How to quickly determine whether a given natural number is a power of another natural number?
This can be done in "essentially linear time." Check out Daniel Bernstein's website: http://cr.yp.to/arith.html
Especially note his papers labeled [powers] and [powers2].
In order to test whether or not a natural number $n$ is a perfect power, we can conduct a binary search of the integers {1,2,...,n} for a number $m$ such that $n = m^b$ for some $b>1$. Let $b>1$. If a solution $m$ to $m^b =n$ exists, then it must lie in some interval $[c_i,d_i]$. When $i = 0$ we may take $[c_0,d_0] = [1,n]$. To define $[c_{i+1},d_{i+1}]$, consider $\alpha:= \left\lfloor \frac{(ci+di)}{2}\right\rfloor$. If $\alpha^b = n$ then we’re done. If $\alpha^b > n$, let $[c_{i+1}, d_{i+1}] = [c_i, \alpha]$; otherwise $\alpha^b < n$ and we let $[c_{i+1}, d_{i+1}] = [\alpha, d_i]$. We continue in this manner until $|c_i − d_i| \leq 1$. We then increase the value stored in variable $b$ and start the loop again. Performing this loop for all $b \leq log(n)$ completes the algorithm.
A pseudocode implementation of this algorithm can be found on page 21 of Dietzelbinger's Primality Testing in Polynomial Time. Its complexity is approximately $O(log^3(n))$.

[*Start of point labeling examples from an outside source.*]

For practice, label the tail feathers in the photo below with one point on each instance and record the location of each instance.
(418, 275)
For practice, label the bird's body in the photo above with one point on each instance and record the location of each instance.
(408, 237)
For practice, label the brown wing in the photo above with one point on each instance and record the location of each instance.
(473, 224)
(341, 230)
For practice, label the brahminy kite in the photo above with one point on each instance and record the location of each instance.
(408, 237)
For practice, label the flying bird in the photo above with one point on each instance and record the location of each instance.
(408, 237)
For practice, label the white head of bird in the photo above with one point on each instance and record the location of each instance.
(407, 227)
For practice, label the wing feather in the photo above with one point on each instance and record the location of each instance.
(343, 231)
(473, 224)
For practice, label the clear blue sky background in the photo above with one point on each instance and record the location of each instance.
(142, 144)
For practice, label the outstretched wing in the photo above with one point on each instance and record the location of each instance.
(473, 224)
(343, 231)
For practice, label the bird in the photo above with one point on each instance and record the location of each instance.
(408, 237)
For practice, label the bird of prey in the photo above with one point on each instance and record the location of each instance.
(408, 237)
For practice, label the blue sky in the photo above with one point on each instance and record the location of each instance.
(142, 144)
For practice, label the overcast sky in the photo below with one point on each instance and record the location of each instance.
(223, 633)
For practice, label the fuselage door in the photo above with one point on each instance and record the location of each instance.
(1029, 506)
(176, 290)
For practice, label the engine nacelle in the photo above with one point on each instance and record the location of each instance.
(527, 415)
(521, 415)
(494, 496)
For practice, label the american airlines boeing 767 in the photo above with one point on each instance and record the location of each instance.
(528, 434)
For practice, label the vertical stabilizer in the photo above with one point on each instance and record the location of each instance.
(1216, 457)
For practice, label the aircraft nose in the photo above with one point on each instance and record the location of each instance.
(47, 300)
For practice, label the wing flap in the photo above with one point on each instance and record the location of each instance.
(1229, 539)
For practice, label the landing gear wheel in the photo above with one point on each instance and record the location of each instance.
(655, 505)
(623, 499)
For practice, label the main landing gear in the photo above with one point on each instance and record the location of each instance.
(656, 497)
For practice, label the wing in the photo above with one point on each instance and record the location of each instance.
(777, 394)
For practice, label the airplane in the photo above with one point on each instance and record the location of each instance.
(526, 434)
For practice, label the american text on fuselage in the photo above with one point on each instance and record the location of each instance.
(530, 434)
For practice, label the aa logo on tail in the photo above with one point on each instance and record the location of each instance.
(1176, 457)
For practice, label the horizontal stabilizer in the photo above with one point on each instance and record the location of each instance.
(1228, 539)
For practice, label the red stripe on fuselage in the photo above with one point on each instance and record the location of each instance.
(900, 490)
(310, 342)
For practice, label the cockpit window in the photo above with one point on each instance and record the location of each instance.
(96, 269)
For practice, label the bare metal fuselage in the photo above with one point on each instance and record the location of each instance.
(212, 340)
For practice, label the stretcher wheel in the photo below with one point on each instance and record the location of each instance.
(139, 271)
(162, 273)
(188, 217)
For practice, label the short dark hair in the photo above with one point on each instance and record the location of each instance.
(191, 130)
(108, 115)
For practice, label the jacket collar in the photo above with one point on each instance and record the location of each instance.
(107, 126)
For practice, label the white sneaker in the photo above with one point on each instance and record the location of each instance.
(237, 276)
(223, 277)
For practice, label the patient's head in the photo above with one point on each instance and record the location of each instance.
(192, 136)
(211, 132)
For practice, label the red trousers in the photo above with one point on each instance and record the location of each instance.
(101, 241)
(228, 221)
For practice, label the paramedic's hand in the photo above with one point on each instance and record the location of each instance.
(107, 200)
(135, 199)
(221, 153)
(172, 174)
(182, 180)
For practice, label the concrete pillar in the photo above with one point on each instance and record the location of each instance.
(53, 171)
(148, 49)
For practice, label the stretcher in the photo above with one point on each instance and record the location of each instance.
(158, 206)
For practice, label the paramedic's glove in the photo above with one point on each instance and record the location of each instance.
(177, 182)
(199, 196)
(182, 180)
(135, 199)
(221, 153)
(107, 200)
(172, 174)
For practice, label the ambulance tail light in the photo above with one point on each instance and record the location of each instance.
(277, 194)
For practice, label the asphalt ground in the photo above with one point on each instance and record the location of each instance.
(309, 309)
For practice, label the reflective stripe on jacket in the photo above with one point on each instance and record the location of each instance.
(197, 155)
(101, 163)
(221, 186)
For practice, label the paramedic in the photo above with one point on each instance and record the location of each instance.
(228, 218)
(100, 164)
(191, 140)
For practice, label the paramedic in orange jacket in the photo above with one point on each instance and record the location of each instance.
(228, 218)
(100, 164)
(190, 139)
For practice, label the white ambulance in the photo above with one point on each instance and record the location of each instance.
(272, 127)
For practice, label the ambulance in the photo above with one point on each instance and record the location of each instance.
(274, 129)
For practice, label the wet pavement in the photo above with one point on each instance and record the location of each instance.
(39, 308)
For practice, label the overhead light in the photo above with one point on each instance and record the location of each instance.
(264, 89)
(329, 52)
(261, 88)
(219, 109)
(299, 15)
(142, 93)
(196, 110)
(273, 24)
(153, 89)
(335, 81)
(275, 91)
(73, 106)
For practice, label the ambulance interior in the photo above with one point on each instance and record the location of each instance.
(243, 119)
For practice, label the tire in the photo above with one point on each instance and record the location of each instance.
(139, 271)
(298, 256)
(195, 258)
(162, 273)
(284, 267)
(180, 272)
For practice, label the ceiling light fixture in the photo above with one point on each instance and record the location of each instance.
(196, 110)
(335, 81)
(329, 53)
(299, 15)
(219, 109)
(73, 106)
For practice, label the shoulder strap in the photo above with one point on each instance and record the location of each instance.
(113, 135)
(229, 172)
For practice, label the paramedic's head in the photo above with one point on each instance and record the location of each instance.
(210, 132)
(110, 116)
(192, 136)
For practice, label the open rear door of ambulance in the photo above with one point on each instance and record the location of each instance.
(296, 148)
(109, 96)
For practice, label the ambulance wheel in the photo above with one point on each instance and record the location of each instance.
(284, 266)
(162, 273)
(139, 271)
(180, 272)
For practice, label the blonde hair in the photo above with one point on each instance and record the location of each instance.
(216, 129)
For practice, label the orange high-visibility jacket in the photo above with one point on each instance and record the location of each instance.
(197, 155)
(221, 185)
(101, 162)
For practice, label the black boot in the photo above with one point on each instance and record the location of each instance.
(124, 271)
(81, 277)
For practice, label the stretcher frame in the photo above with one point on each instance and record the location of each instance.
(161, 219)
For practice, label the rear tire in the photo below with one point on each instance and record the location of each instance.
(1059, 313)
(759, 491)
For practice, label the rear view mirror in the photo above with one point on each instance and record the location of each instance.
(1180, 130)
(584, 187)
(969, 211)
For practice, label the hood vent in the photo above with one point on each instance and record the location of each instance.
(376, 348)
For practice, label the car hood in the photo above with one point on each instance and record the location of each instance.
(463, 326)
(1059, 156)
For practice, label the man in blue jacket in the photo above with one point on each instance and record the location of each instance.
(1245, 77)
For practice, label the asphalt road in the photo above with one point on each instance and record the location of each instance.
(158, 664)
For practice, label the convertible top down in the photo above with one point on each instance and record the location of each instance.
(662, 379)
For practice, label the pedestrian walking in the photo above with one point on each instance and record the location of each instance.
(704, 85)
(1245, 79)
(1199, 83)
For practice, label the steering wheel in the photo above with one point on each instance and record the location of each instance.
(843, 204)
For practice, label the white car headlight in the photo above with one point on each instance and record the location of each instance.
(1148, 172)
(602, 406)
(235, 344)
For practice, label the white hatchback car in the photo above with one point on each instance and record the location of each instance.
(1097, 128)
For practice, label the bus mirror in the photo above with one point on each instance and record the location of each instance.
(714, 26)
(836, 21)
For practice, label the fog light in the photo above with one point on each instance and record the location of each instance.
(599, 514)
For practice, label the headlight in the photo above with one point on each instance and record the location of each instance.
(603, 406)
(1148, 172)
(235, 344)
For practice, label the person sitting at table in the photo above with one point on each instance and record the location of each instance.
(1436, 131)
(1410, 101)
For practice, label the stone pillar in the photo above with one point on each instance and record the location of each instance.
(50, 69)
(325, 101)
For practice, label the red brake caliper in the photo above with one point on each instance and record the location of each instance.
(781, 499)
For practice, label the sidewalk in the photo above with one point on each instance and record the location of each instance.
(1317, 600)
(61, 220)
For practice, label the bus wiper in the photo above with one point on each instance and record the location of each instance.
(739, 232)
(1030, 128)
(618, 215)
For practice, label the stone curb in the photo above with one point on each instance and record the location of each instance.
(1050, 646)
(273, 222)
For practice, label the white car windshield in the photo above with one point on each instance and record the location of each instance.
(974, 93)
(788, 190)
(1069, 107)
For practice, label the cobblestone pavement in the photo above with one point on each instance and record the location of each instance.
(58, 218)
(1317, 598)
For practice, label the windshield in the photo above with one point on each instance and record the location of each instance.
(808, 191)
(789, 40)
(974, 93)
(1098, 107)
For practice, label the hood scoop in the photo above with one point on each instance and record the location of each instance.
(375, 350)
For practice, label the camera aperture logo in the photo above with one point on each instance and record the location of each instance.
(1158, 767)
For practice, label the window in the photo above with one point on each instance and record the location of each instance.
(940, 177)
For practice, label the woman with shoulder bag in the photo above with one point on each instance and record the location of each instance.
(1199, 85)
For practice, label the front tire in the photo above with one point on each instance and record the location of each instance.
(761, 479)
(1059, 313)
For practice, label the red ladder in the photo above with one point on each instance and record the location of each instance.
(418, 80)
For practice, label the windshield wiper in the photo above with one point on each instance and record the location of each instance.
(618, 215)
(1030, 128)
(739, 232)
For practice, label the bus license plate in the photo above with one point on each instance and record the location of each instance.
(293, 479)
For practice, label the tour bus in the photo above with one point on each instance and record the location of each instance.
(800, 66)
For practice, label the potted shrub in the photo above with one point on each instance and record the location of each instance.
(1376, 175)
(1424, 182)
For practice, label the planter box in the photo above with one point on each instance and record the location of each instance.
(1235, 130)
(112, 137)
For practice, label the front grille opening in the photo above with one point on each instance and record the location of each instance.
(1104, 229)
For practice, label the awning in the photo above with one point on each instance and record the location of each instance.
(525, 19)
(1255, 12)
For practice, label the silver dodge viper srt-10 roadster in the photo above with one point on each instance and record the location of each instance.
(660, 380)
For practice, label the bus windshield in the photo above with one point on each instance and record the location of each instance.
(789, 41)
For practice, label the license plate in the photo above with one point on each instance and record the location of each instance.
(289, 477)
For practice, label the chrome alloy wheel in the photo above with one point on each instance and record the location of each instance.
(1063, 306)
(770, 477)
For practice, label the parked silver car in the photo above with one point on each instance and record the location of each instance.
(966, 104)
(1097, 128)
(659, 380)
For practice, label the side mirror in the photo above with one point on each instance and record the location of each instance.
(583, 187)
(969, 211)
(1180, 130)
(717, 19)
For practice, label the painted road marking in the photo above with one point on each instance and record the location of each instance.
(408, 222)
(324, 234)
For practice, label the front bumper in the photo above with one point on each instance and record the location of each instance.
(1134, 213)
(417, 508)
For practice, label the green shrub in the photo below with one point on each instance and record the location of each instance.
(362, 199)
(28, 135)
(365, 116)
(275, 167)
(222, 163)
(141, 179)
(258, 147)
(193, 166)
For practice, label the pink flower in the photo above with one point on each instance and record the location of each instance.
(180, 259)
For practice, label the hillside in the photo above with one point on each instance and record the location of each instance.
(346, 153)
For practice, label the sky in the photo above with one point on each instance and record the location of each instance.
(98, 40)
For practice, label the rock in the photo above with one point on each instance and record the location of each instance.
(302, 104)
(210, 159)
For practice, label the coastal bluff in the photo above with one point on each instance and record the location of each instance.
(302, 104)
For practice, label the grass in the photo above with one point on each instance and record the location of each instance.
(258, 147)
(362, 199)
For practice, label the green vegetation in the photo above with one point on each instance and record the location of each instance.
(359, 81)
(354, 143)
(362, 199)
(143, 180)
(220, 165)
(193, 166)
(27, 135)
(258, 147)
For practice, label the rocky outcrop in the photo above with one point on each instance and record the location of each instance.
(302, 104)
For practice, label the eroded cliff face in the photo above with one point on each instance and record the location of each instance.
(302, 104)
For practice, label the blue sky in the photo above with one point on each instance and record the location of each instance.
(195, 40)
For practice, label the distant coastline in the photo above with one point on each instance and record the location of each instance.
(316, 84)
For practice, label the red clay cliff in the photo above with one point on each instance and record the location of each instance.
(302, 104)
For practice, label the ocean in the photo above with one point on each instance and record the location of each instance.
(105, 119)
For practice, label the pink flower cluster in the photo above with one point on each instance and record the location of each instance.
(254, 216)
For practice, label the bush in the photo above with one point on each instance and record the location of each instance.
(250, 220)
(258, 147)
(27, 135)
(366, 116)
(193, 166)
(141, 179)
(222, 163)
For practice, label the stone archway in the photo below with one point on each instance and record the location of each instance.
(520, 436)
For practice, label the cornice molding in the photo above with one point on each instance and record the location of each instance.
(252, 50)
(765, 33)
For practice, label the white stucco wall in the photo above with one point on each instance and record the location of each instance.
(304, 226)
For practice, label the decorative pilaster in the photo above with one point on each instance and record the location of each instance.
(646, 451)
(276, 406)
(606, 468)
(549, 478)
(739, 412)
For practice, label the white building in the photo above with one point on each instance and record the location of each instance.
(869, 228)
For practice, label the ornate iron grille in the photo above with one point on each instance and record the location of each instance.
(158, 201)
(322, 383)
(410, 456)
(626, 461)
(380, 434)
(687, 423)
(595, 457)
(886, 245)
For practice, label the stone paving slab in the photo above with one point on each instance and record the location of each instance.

The computer algebra system GAP performs this test and determines a smallest root $a$ of a given integer $n$ quite efficiently. The following is copied directly from its source code (file gap4r6/lib/integer.gi), and should be self-explaining:
#############################################################################
##
#F SmallestRootInt( <n> ) . . . . . . . . . . . smallest root of an integer
##
InstallGlobalFunction(SmallestRootInt,
function ( n )
local k, r, s, p, l, q;
# check the argument
if n > 0 then k := 2; s := 1;
elif n < 0 then k := 3; s := -1; n := -n;
else return 0;
fi;
# exclude small divisors, and thereby large exponents
if n mod 2 = 0 then
p := 2;
else
p := 3; while p < 100 and n mod p <> 0 do p := p+2; od;
fi;
l := LogInt( n, p );
# loop over the possible prime divisors of exponents
# use Euler's criterion to cast out impossible ones
while k <= l do
q := 2*k+1; while not IsPrimeInt(q) do q := q+2*k; od;
if PowerModInt( n, (q-1)/k, q ) <= 1 then
r := RootInt( n, k );
if r ^ k = n then
n := r;
l := QuoInt( l, k );
else
k := NextPrimeInt( k );
fi;
else
k := NextPrimeInt( k );
fi;
od;
return s * n;
end);